# Art/Object Issues > Space Preparation >  Determining Kn/m2 of Exhibition Floor

## blakenoah

We have to supply an artists technical team with the Kn/m2 (Kilonewton/meter2) of our exhibition floor.  I've been able to find definitions and mathematical calculations of Kn/m2, but am still unclear of the physical process of determining Kn/m2 onsite.  Will the engineer be bringing an indentor to determine Kn/m2 or are there other methods of calculation?  

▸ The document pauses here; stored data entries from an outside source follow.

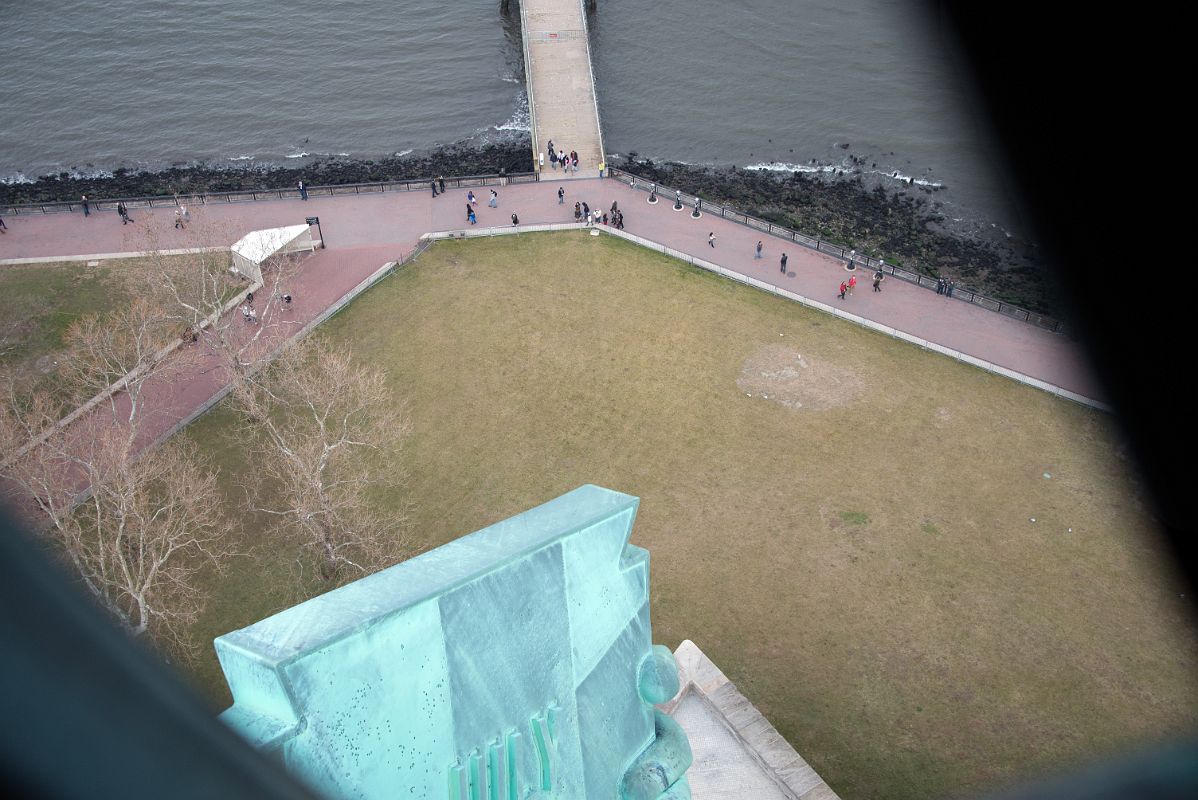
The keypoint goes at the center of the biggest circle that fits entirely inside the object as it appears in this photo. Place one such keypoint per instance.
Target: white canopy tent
(255, 247)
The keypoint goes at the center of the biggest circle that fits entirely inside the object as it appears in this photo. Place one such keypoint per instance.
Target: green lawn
(852, 544)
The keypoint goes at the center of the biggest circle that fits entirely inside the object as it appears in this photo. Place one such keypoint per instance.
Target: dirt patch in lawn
(784, 375)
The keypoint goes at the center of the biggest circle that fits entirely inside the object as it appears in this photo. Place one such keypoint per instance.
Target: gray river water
(90, 86)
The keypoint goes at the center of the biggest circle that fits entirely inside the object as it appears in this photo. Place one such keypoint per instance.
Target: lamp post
(315, 220)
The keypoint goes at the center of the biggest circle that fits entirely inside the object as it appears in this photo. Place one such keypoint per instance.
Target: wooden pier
(561, 84)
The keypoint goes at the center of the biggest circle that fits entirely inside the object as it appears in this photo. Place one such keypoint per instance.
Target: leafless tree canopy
(146, 525)
(147, 520)
(319, 426)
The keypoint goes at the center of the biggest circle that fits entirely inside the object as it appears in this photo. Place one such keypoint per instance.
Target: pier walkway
(561, 84)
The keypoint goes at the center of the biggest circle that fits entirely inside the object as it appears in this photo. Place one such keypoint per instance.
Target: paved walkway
(365, 231)
(561, 83)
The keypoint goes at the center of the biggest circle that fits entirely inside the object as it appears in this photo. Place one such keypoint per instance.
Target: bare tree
(198, 288)
(324, 432)
(145, 526)
(134, 526)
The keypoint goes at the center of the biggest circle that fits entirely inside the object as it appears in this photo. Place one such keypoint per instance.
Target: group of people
(250, 315)
(569, 161)
(582, 213)
(472, 201)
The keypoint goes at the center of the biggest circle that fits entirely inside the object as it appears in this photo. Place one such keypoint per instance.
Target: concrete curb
(108, 256)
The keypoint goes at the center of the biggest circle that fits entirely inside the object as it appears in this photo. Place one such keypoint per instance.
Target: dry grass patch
(855, 552)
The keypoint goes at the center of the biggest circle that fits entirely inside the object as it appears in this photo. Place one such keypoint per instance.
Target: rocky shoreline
(903, 229)
(460, 158)
(899, 226)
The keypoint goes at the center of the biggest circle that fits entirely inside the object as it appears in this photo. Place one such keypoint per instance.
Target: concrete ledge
(699, 677)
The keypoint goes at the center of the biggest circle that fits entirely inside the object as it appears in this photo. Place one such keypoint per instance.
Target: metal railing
(532, 99)
(249, 195)
(839, 252)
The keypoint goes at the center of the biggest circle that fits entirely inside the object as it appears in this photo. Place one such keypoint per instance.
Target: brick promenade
(365, 231)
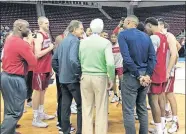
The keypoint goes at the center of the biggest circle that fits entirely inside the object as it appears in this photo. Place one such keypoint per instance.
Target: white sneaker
(165, 131)
(29, 104)
(55, 114)
(71, 131)
(39, 123)
(73, 104)
(152, 122)
(24, 111)
(115, 99)
(148, 107)
(174, 127)
(110, 93)
(73, 110)
(44, 116)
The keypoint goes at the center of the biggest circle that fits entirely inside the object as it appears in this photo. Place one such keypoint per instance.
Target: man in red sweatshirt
(16, 58)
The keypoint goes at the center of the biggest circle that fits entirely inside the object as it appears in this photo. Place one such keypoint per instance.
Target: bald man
(42, 72)
(139, 60)
(88, 32)
(15, 64)
(98, 72)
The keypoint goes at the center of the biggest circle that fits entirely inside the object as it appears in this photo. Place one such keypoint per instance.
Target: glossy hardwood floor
(115, 116)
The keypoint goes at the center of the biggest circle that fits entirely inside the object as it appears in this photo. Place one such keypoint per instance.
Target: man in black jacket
(66, 63)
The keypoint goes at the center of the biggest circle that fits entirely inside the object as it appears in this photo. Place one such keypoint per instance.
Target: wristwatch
(139, 77)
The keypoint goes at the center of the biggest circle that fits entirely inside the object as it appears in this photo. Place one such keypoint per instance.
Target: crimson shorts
(157, 88)
(119, 71)
(40, 81)
(169, 87)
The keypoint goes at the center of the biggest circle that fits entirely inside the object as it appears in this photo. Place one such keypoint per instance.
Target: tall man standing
(156, 92)
(41, 74)
(15, 67)
(66, 62)
(172, 56)
(97, 62)
(139, 60)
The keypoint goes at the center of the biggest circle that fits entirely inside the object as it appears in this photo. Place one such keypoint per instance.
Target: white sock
(159, 128)
(175, 118)
(41, 108)
(163, 121)
(35, 113)
(167, 108)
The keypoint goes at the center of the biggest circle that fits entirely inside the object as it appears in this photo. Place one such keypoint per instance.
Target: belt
(22, 76)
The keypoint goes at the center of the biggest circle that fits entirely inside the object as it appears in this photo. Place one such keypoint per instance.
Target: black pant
(14, 93)
(59, 100)
(29, 86)
(70, 91)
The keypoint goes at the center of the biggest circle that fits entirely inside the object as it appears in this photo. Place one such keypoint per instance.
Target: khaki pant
(94, 93)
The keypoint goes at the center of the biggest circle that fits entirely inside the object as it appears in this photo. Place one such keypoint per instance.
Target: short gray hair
(97, 25)
(73, 25)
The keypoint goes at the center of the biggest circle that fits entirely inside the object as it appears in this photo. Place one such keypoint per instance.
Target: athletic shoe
(110, 93)
(58, 127)
(73, 110)
(135, 115)
(174, 127)
(44, 116)
(24, 111)
(168, 114)
(18, 126)
(153, 131)
(165, 131)
(148, 107)
(71, 131)
(115, 99)
(55, 114)
(152, 122)
(38, 123)
(29, 104)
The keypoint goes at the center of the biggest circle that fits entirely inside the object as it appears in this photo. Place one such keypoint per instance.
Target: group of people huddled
(142, 55)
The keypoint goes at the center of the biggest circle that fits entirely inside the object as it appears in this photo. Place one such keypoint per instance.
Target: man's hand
(51, 46)
(110, 84)
(145, 80)
(120, 23)
(167, 75)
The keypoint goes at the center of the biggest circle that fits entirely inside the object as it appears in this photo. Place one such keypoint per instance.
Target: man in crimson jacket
(15, 64)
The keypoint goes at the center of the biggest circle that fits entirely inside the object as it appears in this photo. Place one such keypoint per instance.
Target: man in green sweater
(98, 72)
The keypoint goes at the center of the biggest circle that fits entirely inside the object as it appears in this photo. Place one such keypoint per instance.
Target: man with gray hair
(98, 71)
(66, 62)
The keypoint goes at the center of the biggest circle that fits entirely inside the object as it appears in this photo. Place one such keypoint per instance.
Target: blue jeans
(133, 94)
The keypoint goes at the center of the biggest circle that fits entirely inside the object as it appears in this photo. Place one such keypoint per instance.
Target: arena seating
(11, 11)
(115, 12)
(173, 15)
(60, 16)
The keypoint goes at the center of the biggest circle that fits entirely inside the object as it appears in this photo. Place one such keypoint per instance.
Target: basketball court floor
(115, 113)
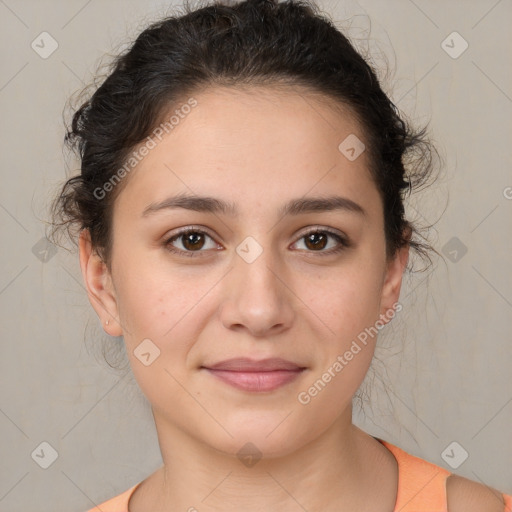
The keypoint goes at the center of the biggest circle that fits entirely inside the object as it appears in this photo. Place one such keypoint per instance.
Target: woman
(242, 226)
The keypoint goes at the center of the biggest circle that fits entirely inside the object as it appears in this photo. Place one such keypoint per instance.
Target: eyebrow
(217, 206)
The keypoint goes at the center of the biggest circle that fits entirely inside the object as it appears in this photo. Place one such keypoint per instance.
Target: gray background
(448, 354)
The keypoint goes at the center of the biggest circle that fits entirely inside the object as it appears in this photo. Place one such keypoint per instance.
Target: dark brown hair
(253, 42)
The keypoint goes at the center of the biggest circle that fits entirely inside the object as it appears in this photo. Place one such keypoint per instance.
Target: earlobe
(98, 283)
(393, 281)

The building is an old factory that has been refurbished and now houses the museum.  Unfortunately, there are no proper records of the building on file to reference in these situations.  Welcome to China.

----------


## Gallagher

I believe it is a calculation, but never asked the engineer that we use; he does consult the building plans before providing the answer though. I needed to drive a fork lift with a load over a area I was unsure of; I knew there was a slab under the carpet, but I wasn't sure of the thickness, etc, so I brought in the engineer. 

Dave

----------


## T. Ashley McGrew

I have been waiting for someone to answer this. Obviously the Kn/m2 is just a unit of measure that can be converted into pds per square inch or whatever unit of measure you prefer. How it is determined really should be a question to ask the engineer. Worst case scenario if absolutely nothing is known about the construction of the building it seems to me could include using a core drill to (like a hole saw but for stone) that will remove a rod of the concrete. This gives you two things - direct confirmation of the depth to the pour and a sample to use for testing the strength of the concrete that was used. 
The next step could be to use a scanner (the name of which escapes me) that you run over the surface of the concrete in a grid pattern. It will create a picture of whatever reinforcement was used inside the concrete. Both core drilling (for heavy floor anchors) and scanning were relatively common procedures at the Getty so it is not really all that exotic - just part of working in a seismic zone. It was done there to avoid drilling out rebar in the slab (and therefore weakening it).
The only thing I wonder though is that if it is an old building I have heard that in that part of the world bamboo was often used to reinforce concrete. May sound crazy but I am told it was really effective - just not sure if it would show up in a scanner or how accurately engineers can calculate its strength even if it does! Now that we are all curious - please let us know what you turn up.
Regards, 

Ashley

----------